The Court in Union of India
The Court in Union of India v. Association for Democratic Reforms, 3SCR696,in this case decided by the supreme court it was said that voters' right to know the antecedents of the candidates is his basic right and this is also a interpretation of Article 19(1)(a) which provides that all citizens of this country have fundamental right to "freedom of speech and expression", thus form this it can be concluded that fundamental right to know each and everything which is under the public interest, of the candidate contesting the elections is a part and a interpretation made by the court. It is also equally settled law that the Court should not shirk its duty from performing its function merely because it has political thicket. Following observations of Bhagwati, J., made in State of Rajasthan v. Union of India 1SCR1 keeping in mind the decision of the SupremeCourt in B.R. Kapur v. State of Tamil Nadu:,in this case he said that merely because it is a question of political complexion, it don't mean that why the court should not perform its duty under the Constitution if it points out a question which needs constitutional determination.
"The public interest in freedom of discussion (of which the freedom of the press is one aspect) stems from the requirement that members of a democratic society should be sufficiently informed that they may influence intelligently the decisions which may affect themselves
Lord Simon of Glaisdale in Attorney-General v. Times Newspapers Ltd. 1973) 3 All ER 54. Said that there are four broad social purposes to serve by the Freedom of speech and expression and Legislation cannot pass a law when Freedom of press, a part of Fundamental Right of Speech and Expression fulfills the following criteria(i) it helps an individual to attain self-fulfilment, (ii) it assists in the discovery of truth, (iii) it strengthens the capacity of an individual in participating in decision-making and (iv) it provides a mechanism by which it would be possible to establish a reasonable balance between stability and social change. All members of society should be able to form their own beliefs and communicate them freely to others.
Even with regard to telecasting of events such as cricket, football and hockey etc., this Court in Secretary, Ministry of Information and Broadcasting, Govt. of India v. Cricket Association of Bengal 1SCR1036 held that "the right to freedom of speech and expression also includes right to educate, to inform and to entertain and also the right to be educated, informed and entertained." The court also said that the existence of true democracy will only be accomplished when all the citizen have a right to participate in the affairs of the government in the interest of public importance. Moreover it is particularly true that in our country where about 65 per cent of the population is illiterate and thus only television or in other word audio-visual media can play a vital role and hardly 1 1/2 per cent of the population has an access to the print media. Democratic Government cannot survive without accountability and informed citizen which are necessary and act as a part of democracy. The citizens of the country have a exclusive right to decide by what rules and by whom they shall be governed and they are entitled to call on those who govern on their behalf to account for their conduct.

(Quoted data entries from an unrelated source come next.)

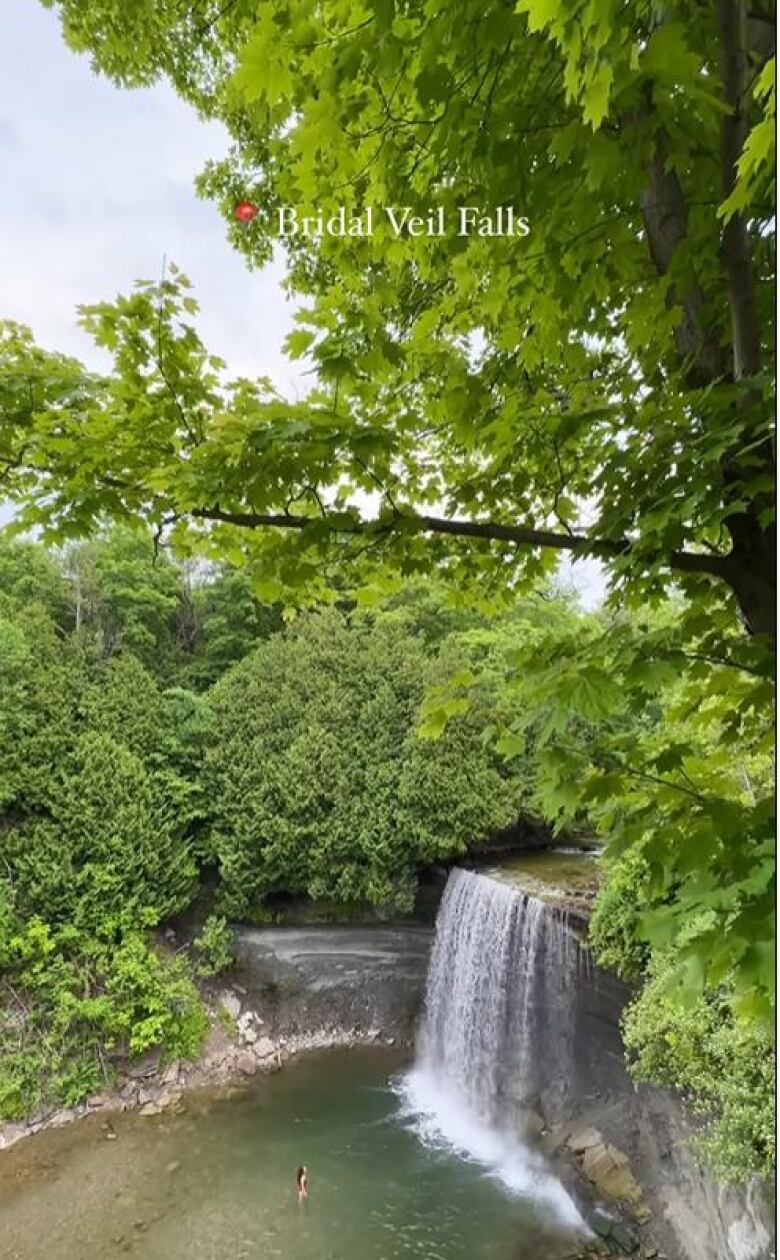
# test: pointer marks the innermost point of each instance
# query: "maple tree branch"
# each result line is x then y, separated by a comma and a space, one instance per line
484, 531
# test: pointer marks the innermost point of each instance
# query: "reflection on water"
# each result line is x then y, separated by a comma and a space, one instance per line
218, 1182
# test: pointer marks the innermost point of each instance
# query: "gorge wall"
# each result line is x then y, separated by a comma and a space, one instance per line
516, 1016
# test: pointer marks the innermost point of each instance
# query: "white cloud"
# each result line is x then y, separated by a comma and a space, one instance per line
98, 187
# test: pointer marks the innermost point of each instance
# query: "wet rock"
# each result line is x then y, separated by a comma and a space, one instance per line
11, 1133
609, 1169
231, 1002
584, 1139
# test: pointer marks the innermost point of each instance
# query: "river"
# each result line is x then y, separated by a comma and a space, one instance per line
217, 1181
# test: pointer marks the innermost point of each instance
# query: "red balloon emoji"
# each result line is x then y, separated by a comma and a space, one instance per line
245, 212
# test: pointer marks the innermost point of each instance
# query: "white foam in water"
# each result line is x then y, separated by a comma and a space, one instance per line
498, 1003
444, 1122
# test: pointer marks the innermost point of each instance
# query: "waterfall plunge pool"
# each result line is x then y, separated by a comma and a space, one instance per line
217, 1181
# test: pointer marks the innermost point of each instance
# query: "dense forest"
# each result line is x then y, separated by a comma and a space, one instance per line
305, 647
166, 732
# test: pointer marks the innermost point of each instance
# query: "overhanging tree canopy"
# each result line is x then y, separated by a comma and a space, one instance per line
599, 386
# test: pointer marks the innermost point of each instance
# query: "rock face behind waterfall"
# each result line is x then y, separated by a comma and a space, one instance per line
517, 1017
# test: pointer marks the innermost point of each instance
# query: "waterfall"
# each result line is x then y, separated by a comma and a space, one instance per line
497, 1031
499, 1007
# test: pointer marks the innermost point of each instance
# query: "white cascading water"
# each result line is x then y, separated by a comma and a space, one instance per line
497, 1028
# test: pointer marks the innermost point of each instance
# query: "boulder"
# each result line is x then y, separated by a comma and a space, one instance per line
609, 1169
231, 1002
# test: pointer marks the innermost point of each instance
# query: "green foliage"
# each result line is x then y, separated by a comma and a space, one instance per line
213, 946
725, 1069
71, 1002
610, 358
318, 781
615, 926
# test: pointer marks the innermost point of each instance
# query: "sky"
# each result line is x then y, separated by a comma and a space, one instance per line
97, 189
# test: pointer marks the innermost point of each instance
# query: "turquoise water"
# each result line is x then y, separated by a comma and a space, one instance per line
218, 1181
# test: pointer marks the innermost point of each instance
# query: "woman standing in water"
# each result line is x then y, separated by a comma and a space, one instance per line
301, 1182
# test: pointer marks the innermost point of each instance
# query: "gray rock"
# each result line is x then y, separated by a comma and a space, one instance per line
246, 1064
231, 1002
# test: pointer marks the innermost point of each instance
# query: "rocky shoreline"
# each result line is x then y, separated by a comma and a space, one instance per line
236, 1048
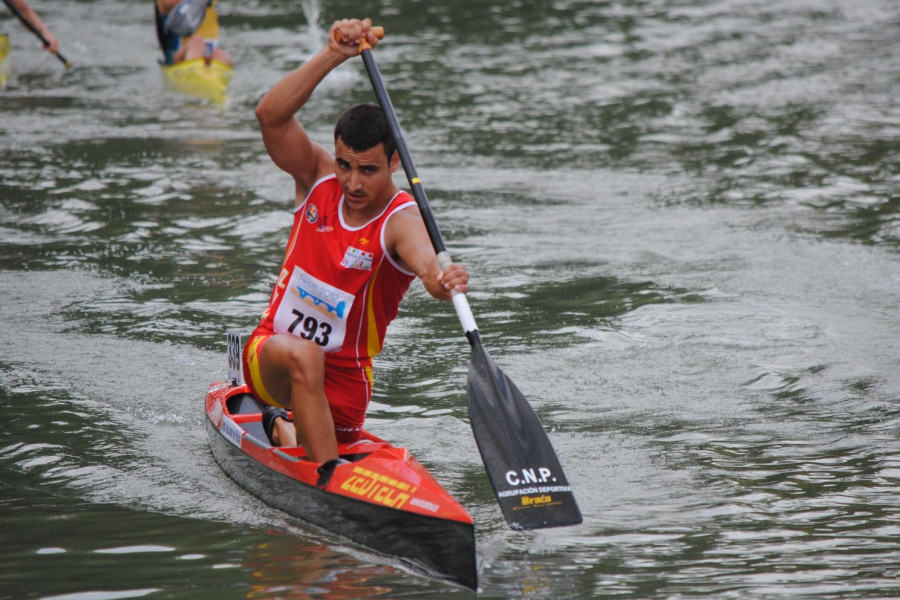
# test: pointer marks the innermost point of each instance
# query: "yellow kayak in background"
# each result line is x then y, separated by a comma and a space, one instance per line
200, 80
5, 66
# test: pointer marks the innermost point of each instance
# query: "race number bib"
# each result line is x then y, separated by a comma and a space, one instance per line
314, 310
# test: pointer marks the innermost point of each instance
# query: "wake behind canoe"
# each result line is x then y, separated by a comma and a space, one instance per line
383, 499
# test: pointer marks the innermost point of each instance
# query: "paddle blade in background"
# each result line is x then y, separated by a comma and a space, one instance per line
528, 480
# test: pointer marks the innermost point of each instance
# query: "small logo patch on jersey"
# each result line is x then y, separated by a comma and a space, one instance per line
355, 258
324, 227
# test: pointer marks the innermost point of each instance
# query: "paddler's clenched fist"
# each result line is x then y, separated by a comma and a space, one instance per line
346, 35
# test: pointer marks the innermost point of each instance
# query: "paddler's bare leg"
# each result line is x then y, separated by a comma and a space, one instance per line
293, 371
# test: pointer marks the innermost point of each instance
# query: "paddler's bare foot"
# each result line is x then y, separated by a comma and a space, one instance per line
284, 434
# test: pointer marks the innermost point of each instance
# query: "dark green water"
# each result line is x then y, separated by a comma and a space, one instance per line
682, 220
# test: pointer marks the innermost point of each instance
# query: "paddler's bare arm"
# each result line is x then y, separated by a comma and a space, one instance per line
407, 240
286, 141
35, 19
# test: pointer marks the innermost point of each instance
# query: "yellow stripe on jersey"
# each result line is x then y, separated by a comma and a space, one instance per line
373, 343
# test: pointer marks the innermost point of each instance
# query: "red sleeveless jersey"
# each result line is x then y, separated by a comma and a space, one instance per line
338, 287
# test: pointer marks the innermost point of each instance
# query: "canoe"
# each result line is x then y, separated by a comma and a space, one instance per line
199, 80
382, 500
5, 66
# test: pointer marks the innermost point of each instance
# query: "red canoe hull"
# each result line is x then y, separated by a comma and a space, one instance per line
383, 499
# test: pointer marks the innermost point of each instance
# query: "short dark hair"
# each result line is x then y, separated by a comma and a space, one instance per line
365, 126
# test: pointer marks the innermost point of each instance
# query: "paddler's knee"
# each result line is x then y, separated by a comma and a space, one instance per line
306, 362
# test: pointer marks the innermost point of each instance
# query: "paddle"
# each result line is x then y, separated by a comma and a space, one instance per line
34, 30
520, 461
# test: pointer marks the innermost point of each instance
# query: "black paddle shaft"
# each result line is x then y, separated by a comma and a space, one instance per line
34, 30
414, 182
525, 473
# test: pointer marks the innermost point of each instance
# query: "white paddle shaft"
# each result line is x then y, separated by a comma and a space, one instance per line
460, 302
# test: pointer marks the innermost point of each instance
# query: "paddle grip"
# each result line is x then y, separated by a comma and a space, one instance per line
460, 302
377, 31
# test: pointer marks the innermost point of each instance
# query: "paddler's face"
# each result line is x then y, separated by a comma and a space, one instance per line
365, 177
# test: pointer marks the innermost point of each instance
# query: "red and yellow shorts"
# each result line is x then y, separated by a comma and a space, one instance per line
348, 390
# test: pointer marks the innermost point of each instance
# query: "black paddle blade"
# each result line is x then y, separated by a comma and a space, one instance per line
526, 475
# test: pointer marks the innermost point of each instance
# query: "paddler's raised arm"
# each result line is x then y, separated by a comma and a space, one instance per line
286, 141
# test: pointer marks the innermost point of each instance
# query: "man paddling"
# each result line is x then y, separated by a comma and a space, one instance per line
357, 243
189, 29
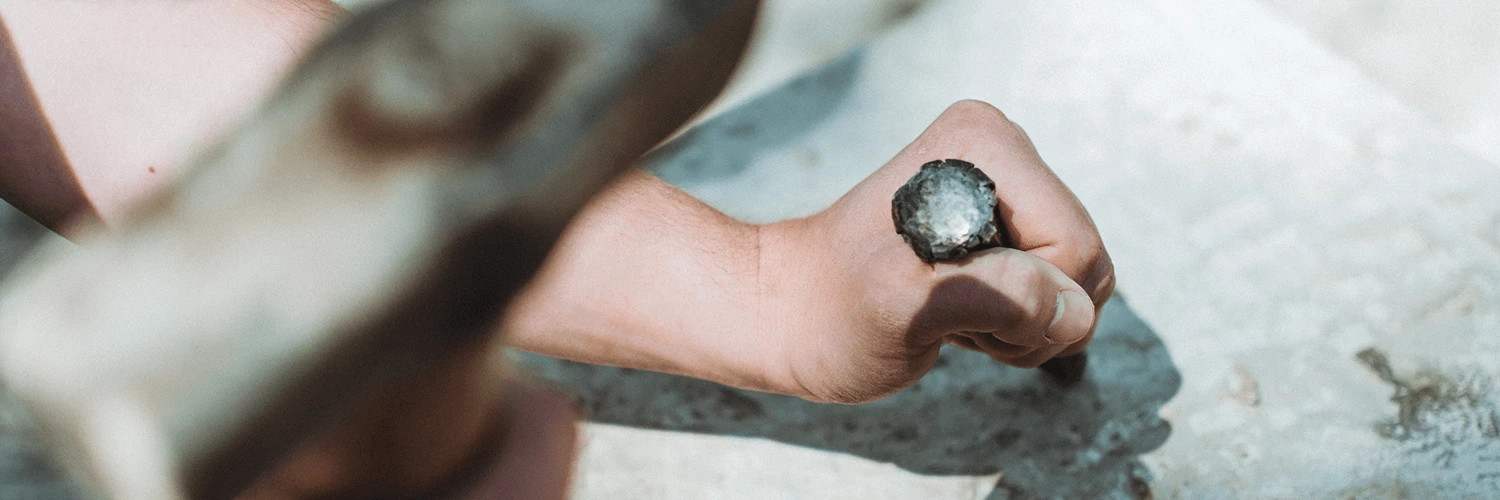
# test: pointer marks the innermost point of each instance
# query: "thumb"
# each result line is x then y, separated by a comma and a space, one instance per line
1016, 296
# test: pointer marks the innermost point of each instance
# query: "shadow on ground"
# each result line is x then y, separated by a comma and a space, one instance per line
968, 416
26, 470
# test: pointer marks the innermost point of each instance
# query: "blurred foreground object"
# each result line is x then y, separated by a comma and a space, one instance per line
371, 218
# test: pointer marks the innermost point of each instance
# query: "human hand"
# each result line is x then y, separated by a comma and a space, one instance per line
860, 316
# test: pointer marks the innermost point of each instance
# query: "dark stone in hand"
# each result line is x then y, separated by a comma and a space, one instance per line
947, 210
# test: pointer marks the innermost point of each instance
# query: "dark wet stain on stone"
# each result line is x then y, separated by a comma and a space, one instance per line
972, 416
1436, 406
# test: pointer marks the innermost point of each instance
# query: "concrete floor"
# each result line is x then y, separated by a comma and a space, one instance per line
1287, 207
1301, 204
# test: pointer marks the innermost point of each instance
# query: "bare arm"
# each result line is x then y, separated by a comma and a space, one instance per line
833, 307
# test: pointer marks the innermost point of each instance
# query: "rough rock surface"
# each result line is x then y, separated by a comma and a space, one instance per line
947, 210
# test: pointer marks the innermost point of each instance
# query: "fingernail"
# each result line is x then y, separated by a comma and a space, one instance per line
1067, 325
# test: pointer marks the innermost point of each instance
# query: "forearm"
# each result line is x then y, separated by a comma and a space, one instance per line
650, 278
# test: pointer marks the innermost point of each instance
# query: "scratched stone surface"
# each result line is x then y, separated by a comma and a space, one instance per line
1316, 256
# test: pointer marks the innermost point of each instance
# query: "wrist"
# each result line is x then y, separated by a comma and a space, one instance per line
789, 281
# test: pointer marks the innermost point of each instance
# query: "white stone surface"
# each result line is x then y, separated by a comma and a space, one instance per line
1272, 209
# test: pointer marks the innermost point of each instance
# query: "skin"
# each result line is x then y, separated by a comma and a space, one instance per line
830, 308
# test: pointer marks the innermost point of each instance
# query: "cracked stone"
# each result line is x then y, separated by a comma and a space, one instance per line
947, 210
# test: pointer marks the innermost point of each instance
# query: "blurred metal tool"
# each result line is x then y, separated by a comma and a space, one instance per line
371, 218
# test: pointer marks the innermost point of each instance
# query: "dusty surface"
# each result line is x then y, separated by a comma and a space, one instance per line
1274, 209
1310, 254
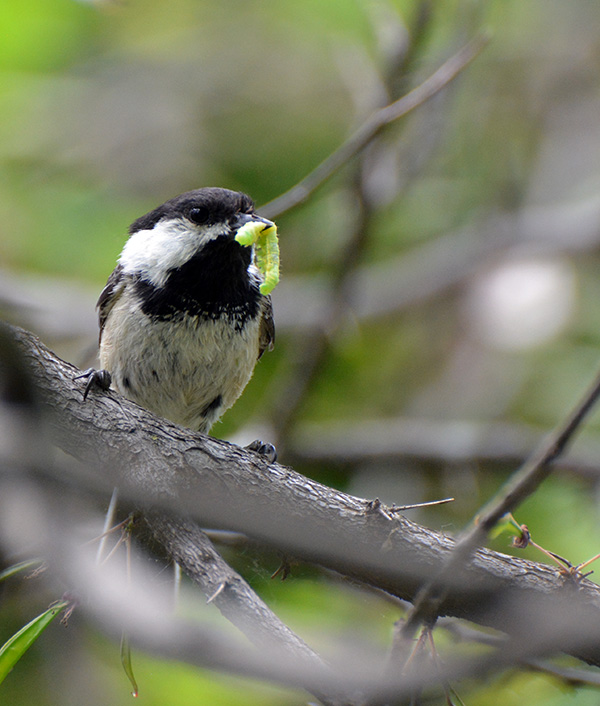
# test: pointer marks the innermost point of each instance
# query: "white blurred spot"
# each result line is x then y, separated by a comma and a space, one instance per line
522, 303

In Mahal Chand Sethia v. State of West Bengal [Crl. A. No. 75 of 1969 MANU/SC/0529/1969, decided on 10.9.1969], Mitter, J., speaking for the Court stated the legal position in these words:
.....A court of law can pronounce upon the validity of any law and declare the same to be null and void if it was beyond the legislative competence of the Legislature or if it infringed the rights enshrined in Part III of the Constitution. Needless to add it can strike down or declare invalid any Act or direction of a State Government which is not authorised by law. The position of a Legislature is however different. It cannot declare any decision of a court of law to be void or of not effect."
it is well known that fundamental rights enshrined in the Constitution such as, right to equality and freedom have no fixed contents. Since last more than 50 years, this Court has interpreted articles 14, 19 and 21 and given meaning and colour so that nation can have a truly republic democratic society. Thus it can be conclusively stated that from time to time, the Court has filled in the “skeleton with soul and blood and made it vibrant”.
"The right to freedom of speech and expression includes the right to receive and impart information. For ensuring the free speech right of the citizens of this country, it is necessary that the citizens have the benefit of plurality of views and a range of opinions on all public issues. A successful democracy posits an 'aware' citizenry. Diversity of opinions, views, ideas and ideologies is essential to enable the citizens to arrive at informed judgment on all issues touching them."
Dharmadhikari J. said in one of the land mark decision where it said that muscle-power and money-power have considerably polluted and perverted running of the democratic processes in India. To control the ill-effects of money-power and muscle-power, citizen's fundamental 'right of information' should be recognised and fully effectuated.